CHAPTER X. KING COTTON

     "The immediate result of the American war was, at this time, 
     to relieve the English cotton trade, including the dealers in 
     the raw material and the producers and dealers in 
     manufactures, from a serious and impending difficulty. They 
     had in hand a stock of goods sufficient for the consumption 
     of two-thirds of a year, therefore a rise in the price of the 
     raw material and the partial closing of their establishments, 
     with a curtailment of their working expenses, was obviously 
     to their advantage. But to make their success complete, this 
     rise in the price of cotton was upon the largest stock ever 
     collected in the country at this season. To the cotton trade 
     there came in these days an unlooked for accession of wealth, 
     such as even it had never known before. In place of the hard 
     times which had been anticipated, and perhaps deserved, there 
     came a shower of riches[675]."

This was written of the situation in December, 1861. A similar analysis, no doubt on the explanations offered by his English friends, of "the question of cotton supply, which we had supposed would speedily have disturbed the level of their neutral policy" was made by Mason in March, 1862. "Thus," he concluded, "it is that even in Lancashire and other manufacturing districts no open demonstration has been made against the blockade[676]." Manufactures other than cotton were greatly prospering, in particular those of woollen, flax, and iron. And the theory that the cotton lords were not, in reality, hit by the blockade - perhaps profited by it - was bruited even during the war. Blackwood's Magazine, October, 1864, held this view, while the Morning Post of May 16, 1864, went to the extent of describing the "glut" of goods in 1861, relieved just in the nick of time by the War, preventing a financial crash, "which must sooner or later have caused great suffering in Lancashire."

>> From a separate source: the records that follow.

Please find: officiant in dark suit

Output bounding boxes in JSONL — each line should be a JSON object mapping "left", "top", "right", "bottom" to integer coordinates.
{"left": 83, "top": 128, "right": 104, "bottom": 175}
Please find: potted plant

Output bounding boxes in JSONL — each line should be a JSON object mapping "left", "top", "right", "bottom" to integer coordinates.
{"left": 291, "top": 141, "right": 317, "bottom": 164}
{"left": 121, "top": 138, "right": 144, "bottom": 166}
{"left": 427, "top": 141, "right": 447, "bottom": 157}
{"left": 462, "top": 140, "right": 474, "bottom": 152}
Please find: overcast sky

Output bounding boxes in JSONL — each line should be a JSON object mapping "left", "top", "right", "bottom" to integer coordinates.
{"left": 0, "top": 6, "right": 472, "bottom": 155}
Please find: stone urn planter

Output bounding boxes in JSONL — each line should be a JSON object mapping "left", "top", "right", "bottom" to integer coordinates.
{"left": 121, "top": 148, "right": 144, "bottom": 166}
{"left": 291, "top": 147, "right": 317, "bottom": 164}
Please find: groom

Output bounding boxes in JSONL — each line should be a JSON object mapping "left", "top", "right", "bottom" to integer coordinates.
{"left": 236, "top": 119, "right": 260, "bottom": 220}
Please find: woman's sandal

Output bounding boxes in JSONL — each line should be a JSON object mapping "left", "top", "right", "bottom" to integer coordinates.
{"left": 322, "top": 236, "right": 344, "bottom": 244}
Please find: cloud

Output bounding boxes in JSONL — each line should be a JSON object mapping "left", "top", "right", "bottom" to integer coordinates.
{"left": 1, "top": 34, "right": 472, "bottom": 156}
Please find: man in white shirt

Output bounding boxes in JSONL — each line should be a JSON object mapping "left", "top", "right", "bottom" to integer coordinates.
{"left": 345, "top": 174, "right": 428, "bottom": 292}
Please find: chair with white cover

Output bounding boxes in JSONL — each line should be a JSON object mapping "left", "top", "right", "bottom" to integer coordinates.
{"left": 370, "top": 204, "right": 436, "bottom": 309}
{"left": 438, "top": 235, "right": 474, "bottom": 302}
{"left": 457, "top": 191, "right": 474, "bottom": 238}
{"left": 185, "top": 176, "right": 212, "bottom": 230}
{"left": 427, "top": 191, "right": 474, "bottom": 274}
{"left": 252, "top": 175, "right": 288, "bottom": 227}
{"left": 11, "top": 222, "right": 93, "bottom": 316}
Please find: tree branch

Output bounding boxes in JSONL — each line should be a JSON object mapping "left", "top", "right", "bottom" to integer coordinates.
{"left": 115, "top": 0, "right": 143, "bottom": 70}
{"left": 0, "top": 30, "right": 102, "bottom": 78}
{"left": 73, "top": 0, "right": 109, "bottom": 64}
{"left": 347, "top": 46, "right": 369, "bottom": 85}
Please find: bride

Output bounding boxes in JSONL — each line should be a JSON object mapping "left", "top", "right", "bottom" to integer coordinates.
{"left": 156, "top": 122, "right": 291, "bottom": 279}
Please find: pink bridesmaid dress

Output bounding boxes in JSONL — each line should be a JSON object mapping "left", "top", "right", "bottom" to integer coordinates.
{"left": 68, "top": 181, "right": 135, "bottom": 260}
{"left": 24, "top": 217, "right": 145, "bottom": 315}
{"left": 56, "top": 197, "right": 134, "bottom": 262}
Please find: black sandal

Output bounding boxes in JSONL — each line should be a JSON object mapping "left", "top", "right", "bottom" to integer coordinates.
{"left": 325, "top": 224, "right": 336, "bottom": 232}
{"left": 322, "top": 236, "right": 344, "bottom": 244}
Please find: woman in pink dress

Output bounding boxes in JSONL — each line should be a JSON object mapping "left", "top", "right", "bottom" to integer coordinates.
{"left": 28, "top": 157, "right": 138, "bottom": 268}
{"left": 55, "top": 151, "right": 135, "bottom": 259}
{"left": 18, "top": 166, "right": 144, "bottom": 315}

Arnold's generalization has been taken to prove that the immediate effect of the Civil War was to save the cotton industry from great disaster and that there immediately resulted large profits to the manufacturers from the increased price of stocks on hand. In fact his description of the situation in December, 1861, as his own later pages show, was not applicable, so far as manufacturers' profits are concerned, until the later months of 1862 and the first of 1863. For though prices might be put up, as they were, goods were not sold in any large quantities before the fall of 1862. There were almost no transactions for shipments to America, China, or the Indies[677]. Foreign purchasers as always, and especially when their needs had just been abundantly supplied by the great output of 1858-60, were not keen to place new orders in a rising and uncertain market. The English producers raised their prices, but they held their goods, lacking an effective market. The importance of this in British foreign policy is that at no time, until the accumulated goods were disposed of, was there likely to be any trade eagerness for a British intervention in America. Their only fear, says Arnold, was the sudden opening of Southern ports and a rush of raw cotton[678], a sneer called out by the alleged great losses incurred and patriotically borne in silence. Certainly in Parliament the members from Lancashire gave no sign of discontent with the Government policy of neutrality for in the various debates on blockade, mediation, and cotton supply but one Member from Lancashire, Hopwood, ever spoke in favour of a departure from neutrality, or referred to the distress in the manufacturing districts as due to any other cause than the shortage in cotton caused by the war[679].